Erdös, for those who don’t immediately recognize the name, is the zero point of Erdös numbers—where actors have degrees of Kevin Bacon, mathematicians have Erdös numbers, showing how close they are to having collaborated with Erdös.
Erdös is also one of the few mathematicians who made serious contributions to the field of mathematics after the age of 30, Mathematics generally being a young person’s field. Erdös remained a productive and innovative thinker until his death in his 80s. He was also a very peculiar man, thus a great focus for a biography.
He also seems like a good example of how there are people who are delightful to hear about and make the world a more wonderful place but I’m still glad I don’t have to deal with them personally. (Having read Surely You’re Joking, Mr. Feynman! several times and enjoyed it immensely, the physicist Richard Feynman is likely another of these individuals.) Among other things, Erdös spent most of his life couch surfing at his colleagues’ houses, demanding that they talk mathematics 18 hours a day.

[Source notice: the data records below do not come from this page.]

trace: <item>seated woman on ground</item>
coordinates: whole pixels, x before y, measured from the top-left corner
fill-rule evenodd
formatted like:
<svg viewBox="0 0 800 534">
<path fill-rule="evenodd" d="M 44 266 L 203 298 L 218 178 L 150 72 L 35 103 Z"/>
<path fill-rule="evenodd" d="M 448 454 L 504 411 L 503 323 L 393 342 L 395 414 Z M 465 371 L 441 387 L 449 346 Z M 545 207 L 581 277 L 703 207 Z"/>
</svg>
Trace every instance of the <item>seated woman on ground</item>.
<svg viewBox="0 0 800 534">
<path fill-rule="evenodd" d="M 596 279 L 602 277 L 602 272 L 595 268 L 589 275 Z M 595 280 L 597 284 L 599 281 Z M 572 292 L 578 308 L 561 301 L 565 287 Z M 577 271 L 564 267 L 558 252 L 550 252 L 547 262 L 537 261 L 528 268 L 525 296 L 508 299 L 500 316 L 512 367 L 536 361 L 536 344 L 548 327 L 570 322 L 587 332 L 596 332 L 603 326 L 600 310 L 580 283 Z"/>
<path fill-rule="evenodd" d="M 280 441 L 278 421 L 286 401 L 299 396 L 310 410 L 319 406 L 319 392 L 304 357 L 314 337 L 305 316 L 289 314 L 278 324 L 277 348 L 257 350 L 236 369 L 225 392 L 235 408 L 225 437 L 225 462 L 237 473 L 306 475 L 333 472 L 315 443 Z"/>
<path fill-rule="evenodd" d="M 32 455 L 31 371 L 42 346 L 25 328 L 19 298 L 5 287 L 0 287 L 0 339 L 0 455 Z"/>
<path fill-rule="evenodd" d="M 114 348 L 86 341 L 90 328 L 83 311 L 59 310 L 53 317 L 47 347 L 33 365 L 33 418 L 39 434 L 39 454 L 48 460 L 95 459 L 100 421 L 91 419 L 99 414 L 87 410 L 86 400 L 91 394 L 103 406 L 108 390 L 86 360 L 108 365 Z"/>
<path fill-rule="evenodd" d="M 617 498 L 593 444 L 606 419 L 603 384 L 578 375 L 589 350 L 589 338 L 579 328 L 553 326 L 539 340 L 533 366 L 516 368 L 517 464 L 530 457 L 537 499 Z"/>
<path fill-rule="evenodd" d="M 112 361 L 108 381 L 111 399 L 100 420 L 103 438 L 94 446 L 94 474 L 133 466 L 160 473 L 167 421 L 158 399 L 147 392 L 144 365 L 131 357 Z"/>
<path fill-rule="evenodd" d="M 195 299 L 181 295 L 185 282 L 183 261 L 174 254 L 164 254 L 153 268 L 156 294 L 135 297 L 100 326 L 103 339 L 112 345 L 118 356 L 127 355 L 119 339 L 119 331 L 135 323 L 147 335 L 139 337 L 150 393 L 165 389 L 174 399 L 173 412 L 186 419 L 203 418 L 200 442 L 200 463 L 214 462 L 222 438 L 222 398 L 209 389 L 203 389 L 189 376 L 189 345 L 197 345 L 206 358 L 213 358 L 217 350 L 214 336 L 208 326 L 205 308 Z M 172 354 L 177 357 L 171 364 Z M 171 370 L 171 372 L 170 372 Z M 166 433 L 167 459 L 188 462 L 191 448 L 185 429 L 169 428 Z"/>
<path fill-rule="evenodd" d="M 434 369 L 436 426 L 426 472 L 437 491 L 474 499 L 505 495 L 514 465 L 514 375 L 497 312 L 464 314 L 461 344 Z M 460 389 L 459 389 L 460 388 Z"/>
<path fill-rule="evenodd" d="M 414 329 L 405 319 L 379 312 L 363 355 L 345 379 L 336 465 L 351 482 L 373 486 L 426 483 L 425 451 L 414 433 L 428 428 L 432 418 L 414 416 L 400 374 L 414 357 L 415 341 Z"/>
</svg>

He made it work, though, and there was always someplace for him to stay.
Anyway, the problem with the book is that while it is excellent text about a fascinating character, it is also really dense, and not particularly well organized. In addition to Erdös himself, the book describes some of the more accessible and yet unusual mathematical proofs, the lives of various other mathematicians, and a good amount of political history–both that Erdös dealt with and that other mathematicians, both contemporary and historical, dealt with. The history and the mathematics are all related to Erdös’ life and experience, but it’s still a bit like reading multiple books, each of which requires a fair bit of concentration to properly appreciate. The book clearly shows its basis in oral history, and Hoffman doesn’t manage to give it any strong, overarching structure.
It is still well worth reading, but it does take effort.